Savaya sebelumnya ditunjuk pada Oktober lalu sebagai Utusan Khusus untuk Irak. Namun, sejumlah sumber menyebut ia tidak lagi menjabat posisi tersebut di tengah meningkatnya ketegangan antara Washington dan Baghdad, terutama terkait upaya AS membatasi pengaruh Iran dalam politik Irak.
Sumber Sebut Masalah Kinerja dan “Kesalahan Manajemen”
Reuters pada Minggu 1 Februari, melaporkan bahwa sejumlah sumber menyebut pemecatan Savaya diduga berkaitan dengan masalah kinerja. Salah satu sumber menyampaikan adanya “kesalahan manajemen” dalam penanganan tugas-tugas kunci.
Di antaranya, Savaya disebut gagal mencegah pencalonan Nouri al-Maliki sebagai Perdana Menteri Irak berikutnya. Trump sebelumnya secara terbuka memperingatkan Baghdad untuk tidak membawa kembali Maliki ke kursi Perdana Menteri.
Hingga kini belum ada kepastian apakah Savaya mundur, diberhentikan, atau akan diganti secara formal oleh Gedung Putih.
Tom Barrack akan Ambil Alih Urusan Irak
Seorang sumber dan seorang pejabat senior Irak menyebut Duta Besar AS untuk Turki sekaligus Utusan Khusus untuk Suriah, Tom Barrack, diperkirakan akan mengambil alih penanganan urusan Irak.
Barrack disebut melakukan perjalanan ke Erbil awal pekan ini untuk pertemuan dengan Pasukan Demokratik Suriah (SDF) yang dipimpin kelompok Kurdi.
Savaya Membantah Diberhentikan
Saat dihubungi Reuters pada Kamis, Savaya membantah ada perubahan peran.

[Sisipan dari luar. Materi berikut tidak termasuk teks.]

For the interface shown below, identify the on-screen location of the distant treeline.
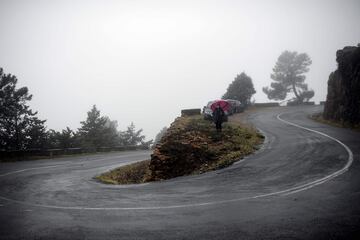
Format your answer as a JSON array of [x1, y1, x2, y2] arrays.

Savaya mengatakan masih menyelesaikan prosedur administratif untuk resmi mengambil alih jabatan tersebut dan memperkirakan proses segera selesai.
Namun, akun media sosial X milik Savaya yang sebelumnya aktif tidak dapat diakses sejak Kamis.
Penunjukan Savaya Sejak Awal Menuai Sorotan
Savaya merupakan pengusaha Kristen keturunan Irak-Amerika yang memiliki hubungan dekat dengan Trump. Penunjukannya sempat mengejutkan karena Savaya tidak memiliki pengalaman diplomatik.
Reuters mencatat Savaya menjalankan bisnis ganja di Detroit, yang legal di beberapa wilayah Amerika Serikat. Dua sumber juga menyebut Savaya belum melakukan perjalanan resmi ke Irak sejak ditunjuk sebagai Perwakilan Khusus.
Dua pejabat Irak mengatakan Savaya sempat dijadwalkan mengunjungi Irak pada Jumat lalu untuk bertemu pejabat senior. Namun perjalanan tersebut dibatalkan mendadak.
Terjadi setelah Peringatan Trump Soal Maliki
Perombakan ini muncul beberapa hari setelah Trump memperingatkan Irak. Washington disebut tidak akan lagi memberi bantuan kepada Irak, produsen minyak utama sekaligus mitra dekat AS, jika Baghdad memilih kembali Maliki sebagai Perdana Menteri.
Maliki selama ini mendapat kritik dari AS. Maliki dituding ikut memicu ketegangan sektarian dan membuka jalan bagi kebangkitan ISIS pada masa kepemimpinannya. Beberapa hari lalu, Maliki kembali terpilih melalui dukungan blok parlemen terbesar Irak.